A Cognitive-Mechanistic Human Reliability Analysis Framework: A Nuclear Power Plant Case Study
Xingyu Xiao, Peng Chen, Jiejuan Tong, Shunshun Liu, Hongru Zhao, Jun Zhao, Qianqian Jia, Jingang Liang, Haitao Wang
TL;DR
The paper addresses the limitations of traditional human reliability analysis by introducing a cognitively grounded framework (COGMIF) that couples ACT-R-based operator cognition with TimeGAN-generated data to augment the IDHEAS-ECA methodology in HTGR contexts. By building a mechanistic digital twin, augmenting data withGAN-generated time-series, and framing the results within a Bayesian network, COGMIF enables scalable, explainable estimation of human error probabilities ($P_{HFE}$) that reflect cognitive, procedural, and temporal factors.
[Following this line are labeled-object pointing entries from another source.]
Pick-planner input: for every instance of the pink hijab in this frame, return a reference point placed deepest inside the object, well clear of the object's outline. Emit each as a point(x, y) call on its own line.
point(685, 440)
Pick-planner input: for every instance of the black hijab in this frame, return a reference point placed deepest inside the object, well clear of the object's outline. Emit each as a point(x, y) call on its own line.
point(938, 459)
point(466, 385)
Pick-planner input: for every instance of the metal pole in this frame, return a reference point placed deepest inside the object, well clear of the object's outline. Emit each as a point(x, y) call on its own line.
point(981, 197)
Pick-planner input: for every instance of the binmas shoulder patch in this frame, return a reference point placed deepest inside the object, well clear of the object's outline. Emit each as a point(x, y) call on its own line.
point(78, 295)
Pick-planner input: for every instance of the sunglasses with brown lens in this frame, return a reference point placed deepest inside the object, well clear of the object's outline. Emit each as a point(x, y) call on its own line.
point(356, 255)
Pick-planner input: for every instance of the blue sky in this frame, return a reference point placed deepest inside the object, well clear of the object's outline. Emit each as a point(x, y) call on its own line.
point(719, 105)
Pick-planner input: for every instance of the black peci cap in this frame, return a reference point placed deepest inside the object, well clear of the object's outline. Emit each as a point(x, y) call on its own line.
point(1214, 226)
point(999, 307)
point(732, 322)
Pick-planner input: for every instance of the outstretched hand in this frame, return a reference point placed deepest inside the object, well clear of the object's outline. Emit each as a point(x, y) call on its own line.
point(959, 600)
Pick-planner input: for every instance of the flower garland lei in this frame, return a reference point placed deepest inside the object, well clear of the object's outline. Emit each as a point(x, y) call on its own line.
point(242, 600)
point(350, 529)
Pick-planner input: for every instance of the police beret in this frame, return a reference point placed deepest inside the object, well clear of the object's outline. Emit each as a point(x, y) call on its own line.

The approach is validated against HTGR simulations, showing temporal accuracy and robust HEP estimates with comparable alignment to SPAR-H, while revealing key drivers of risk through influence-strength analyses. This methodology offers a credible, computationally efficient pathway to integrate cognitive theory into industrial HRA, with practical implications for next-generation reactor safety assessment and operator performance optimization.
Abstract
Traditional human reliability analysis (HRA) methods, such as IDHEAS-ECA, rely on expert judgment and empirical rules that often overlook the cognitive underpinnings of human error. Moreover, conducting human-in-the-loop experiments for advanced nuclear power plants is increasingly impractical due to novel interfaces and limited operational data. This study proposes a cognitive-mechanistic framework (COGMIF) that enhances the IDHEAS-ECA methodology by integrating an ACT-R-based human digital twin (HDT) with TimeGAN-augmented simulation. The ACT-R model simulates operator cognition, including memory retrieval, goal-directed procedural reasoning, and perceptual-motor execution, under high-fidelity scenarios derived from a high-temperature gas-cooled reactor (HTGR) simulator. To overcome the resource constraints of large-scale cognitive modeling, TimeGAN is trained on ACT-R-generated time-series data to produce high-fidelity synthetic operator behavior datasets. These simulations are then used to drive IDHEAS-ECA assessments, enabling scalable, mechanism-informed estimation of human error probabilities (HEPs). Comparative analyses with SPAR-H and sensitivity assessments demonstrate the robustness and practical advantages of the proposed COGMIF. Finally, procedural features are mapped onto a Bayesian network to quantify the influence of contributing factors, revealing key drivers of operational risk. This work offers a credible and computationally efficient pathway to integrate cognitive theory into industrial HRA practices.